Secrets can’t be recovered. VIVI only stores the last 4 characters. Open the API Credentials tab, rotate the key, and copy the new secret immediately.
API keys require an eligible plan (such as Pro or Enterprise) and administrator permissions. For account keys you must be an Account Admin; for workspace keys, an Account Admin or that workspace’s admin. Confirm your subscription, or ask an account admin to create the key for you.
Only for an API channel, which sends messages to a single agent. For everything else on the main VIVI API, use the API keys on this page with an Authorization: Bearer token.

Best Practices

  • Use the least privilege that works. Prefer a Workspace API key with a narrow role over an Account API key whenever possible.
  • Store secrets safely. Keep the clientSecret in a secrets manager or environment variable, never in source code, spreadsheets, or chat messages.

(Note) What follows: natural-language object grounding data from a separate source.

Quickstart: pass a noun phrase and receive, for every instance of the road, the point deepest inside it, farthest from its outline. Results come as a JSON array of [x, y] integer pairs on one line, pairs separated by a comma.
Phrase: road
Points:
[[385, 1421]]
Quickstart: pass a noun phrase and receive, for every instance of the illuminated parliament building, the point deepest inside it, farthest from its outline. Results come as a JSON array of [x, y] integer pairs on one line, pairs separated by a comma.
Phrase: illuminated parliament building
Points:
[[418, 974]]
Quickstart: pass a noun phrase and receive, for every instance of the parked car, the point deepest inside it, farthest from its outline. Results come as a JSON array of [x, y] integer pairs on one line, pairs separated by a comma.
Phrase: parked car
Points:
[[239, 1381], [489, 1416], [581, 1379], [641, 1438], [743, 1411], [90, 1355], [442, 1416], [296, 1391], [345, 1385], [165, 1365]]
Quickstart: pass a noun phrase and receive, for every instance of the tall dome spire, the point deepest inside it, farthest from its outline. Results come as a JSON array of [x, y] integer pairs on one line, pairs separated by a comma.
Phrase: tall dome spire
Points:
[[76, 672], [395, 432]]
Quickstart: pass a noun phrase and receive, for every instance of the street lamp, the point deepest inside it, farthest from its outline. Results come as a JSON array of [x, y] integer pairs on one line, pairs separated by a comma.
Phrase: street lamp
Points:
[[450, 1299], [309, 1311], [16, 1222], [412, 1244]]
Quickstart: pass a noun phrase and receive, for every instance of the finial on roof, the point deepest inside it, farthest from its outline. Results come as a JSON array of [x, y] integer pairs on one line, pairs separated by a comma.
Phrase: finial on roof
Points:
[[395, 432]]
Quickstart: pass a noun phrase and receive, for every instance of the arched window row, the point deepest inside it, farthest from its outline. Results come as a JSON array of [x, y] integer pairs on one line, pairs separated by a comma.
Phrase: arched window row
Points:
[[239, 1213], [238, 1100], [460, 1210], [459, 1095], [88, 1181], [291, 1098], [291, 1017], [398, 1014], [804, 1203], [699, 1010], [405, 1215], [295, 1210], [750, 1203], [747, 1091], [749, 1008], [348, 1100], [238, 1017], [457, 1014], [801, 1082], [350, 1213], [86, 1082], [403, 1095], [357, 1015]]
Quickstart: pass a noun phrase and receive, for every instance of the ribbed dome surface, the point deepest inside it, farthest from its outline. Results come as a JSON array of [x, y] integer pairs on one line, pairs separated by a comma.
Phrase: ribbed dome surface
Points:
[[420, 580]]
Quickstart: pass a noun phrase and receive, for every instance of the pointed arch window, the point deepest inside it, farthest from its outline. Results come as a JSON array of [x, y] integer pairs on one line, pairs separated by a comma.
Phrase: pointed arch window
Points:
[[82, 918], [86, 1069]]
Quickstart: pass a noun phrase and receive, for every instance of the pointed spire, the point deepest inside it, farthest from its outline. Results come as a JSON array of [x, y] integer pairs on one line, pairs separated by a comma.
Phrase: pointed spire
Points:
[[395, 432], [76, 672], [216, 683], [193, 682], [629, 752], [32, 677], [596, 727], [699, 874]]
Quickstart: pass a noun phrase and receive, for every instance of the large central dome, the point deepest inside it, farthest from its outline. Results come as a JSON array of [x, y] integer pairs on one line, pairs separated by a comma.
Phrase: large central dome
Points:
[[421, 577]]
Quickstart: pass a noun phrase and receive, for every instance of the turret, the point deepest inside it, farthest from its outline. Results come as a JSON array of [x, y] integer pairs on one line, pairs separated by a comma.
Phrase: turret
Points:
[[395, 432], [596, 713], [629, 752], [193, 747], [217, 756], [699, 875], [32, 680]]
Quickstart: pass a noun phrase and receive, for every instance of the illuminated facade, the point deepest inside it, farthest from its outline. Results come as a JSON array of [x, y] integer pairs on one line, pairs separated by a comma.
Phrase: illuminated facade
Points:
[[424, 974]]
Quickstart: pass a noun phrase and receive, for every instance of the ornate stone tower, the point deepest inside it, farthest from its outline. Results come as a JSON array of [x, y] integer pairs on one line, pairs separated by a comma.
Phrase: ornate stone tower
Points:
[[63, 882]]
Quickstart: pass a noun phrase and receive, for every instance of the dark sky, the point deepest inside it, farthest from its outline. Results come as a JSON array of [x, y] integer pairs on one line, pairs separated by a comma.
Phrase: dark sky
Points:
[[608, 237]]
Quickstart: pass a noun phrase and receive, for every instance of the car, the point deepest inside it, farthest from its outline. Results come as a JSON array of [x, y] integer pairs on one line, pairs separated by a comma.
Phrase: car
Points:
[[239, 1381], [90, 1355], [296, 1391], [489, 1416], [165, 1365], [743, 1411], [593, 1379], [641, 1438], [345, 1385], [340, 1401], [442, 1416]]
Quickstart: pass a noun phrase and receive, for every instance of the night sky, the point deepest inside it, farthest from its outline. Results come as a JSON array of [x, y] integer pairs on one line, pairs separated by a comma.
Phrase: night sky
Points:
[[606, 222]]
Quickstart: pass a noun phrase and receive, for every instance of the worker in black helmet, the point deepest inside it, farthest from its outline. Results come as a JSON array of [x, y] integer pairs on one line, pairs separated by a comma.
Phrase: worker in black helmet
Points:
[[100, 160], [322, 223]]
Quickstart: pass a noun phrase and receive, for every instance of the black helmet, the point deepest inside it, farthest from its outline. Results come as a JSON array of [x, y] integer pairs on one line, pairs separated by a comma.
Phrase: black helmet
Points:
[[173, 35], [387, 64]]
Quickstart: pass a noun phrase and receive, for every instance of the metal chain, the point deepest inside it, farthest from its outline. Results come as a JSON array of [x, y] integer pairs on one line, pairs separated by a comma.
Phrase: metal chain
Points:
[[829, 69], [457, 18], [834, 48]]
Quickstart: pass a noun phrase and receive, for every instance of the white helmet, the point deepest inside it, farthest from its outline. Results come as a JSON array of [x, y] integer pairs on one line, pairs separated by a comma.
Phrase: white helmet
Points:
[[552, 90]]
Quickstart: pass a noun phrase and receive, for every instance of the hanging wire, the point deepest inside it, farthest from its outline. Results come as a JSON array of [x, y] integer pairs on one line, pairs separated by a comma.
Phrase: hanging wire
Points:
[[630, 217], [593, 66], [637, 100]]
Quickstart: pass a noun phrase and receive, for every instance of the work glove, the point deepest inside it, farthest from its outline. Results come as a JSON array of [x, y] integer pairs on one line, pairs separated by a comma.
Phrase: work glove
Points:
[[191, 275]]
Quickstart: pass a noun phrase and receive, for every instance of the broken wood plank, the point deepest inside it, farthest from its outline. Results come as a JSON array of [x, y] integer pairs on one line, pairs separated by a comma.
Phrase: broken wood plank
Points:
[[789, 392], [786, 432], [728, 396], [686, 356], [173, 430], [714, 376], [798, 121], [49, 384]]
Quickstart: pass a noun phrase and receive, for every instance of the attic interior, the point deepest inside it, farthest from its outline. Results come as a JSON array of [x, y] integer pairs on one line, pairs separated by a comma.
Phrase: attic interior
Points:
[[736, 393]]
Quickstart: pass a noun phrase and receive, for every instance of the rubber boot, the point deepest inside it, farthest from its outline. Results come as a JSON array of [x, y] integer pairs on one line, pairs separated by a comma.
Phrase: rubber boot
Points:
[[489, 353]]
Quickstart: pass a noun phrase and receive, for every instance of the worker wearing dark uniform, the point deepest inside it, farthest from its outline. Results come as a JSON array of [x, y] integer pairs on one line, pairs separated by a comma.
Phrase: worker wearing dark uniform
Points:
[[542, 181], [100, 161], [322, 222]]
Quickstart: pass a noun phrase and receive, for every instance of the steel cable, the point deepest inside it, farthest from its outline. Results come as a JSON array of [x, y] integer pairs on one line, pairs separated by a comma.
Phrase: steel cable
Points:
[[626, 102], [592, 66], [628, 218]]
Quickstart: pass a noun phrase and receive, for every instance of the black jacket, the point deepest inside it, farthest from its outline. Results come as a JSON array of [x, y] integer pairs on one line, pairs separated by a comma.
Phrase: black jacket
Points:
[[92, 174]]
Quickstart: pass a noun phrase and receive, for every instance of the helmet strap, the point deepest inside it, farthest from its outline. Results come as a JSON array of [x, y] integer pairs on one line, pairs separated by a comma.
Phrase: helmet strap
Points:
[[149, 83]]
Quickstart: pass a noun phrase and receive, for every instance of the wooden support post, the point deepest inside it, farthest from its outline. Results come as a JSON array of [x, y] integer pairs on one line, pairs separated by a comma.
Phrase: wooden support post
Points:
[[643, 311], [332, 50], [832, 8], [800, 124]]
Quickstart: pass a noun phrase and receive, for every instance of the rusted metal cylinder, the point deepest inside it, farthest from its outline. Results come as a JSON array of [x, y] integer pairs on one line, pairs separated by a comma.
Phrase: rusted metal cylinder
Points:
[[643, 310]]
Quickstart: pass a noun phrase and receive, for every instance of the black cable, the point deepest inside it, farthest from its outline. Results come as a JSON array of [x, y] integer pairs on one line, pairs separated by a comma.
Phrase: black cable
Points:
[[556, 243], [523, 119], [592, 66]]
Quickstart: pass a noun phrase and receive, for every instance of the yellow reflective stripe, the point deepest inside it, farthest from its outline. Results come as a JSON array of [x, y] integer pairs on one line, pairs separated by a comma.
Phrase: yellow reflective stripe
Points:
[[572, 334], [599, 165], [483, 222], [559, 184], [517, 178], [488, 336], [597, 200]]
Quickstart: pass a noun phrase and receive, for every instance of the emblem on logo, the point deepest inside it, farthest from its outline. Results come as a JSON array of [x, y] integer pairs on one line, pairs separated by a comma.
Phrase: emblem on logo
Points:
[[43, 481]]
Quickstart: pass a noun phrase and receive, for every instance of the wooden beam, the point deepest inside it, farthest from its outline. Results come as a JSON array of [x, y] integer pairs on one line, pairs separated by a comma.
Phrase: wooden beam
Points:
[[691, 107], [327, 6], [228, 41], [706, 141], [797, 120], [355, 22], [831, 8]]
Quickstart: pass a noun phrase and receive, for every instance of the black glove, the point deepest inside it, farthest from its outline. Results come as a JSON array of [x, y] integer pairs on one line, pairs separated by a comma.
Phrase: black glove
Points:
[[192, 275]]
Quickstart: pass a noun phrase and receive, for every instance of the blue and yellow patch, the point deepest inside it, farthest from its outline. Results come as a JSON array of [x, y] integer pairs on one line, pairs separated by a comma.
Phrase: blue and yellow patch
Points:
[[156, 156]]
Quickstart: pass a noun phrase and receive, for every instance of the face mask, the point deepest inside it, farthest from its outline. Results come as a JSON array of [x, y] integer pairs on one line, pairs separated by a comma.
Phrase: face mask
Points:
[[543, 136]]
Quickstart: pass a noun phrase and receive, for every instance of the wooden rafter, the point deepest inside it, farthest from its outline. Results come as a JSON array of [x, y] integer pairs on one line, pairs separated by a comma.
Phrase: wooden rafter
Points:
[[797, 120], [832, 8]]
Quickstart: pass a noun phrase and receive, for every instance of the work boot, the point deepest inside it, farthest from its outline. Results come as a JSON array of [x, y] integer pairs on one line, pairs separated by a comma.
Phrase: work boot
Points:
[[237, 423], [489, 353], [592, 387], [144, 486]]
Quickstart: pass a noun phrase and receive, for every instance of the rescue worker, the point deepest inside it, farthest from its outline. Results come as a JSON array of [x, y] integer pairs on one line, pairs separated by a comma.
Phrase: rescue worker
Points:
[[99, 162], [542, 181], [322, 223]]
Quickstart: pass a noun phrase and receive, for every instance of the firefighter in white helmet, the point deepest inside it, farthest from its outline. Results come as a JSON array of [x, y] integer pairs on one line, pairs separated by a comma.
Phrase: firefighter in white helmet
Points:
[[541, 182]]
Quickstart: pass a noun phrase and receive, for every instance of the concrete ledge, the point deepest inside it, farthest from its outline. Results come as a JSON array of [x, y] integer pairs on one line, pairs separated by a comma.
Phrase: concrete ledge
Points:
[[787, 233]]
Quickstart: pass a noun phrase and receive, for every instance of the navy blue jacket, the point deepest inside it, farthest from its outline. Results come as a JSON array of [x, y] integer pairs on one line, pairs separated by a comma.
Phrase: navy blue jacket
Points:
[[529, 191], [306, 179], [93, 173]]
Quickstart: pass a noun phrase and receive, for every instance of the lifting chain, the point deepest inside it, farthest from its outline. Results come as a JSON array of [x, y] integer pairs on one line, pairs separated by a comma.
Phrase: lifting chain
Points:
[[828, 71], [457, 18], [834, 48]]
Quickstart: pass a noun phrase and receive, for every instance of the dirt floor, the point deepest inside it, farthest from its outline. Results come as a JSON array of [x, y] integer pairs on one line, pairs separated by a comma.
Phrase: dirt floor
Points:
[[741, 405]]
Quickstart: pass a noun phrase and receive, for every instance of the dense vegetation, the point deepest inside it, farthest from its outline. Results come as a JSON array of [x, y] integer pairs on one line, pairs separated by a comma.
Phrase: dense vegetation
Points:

  • One key per integration. Give each app or job its own key with a descriptive name, so you can rotate or deactivate it without affecting anything else.
  • Cache and refresh tokens. Reuse the access token until it nears expiry instead of fetching a new one on every request.
  • Rotate regularly. Rotate secrets on a schedule, and immediately if you suspect exposure.
  • Deactivate what you don’t use. Disable keys for retired integrations or departed team members.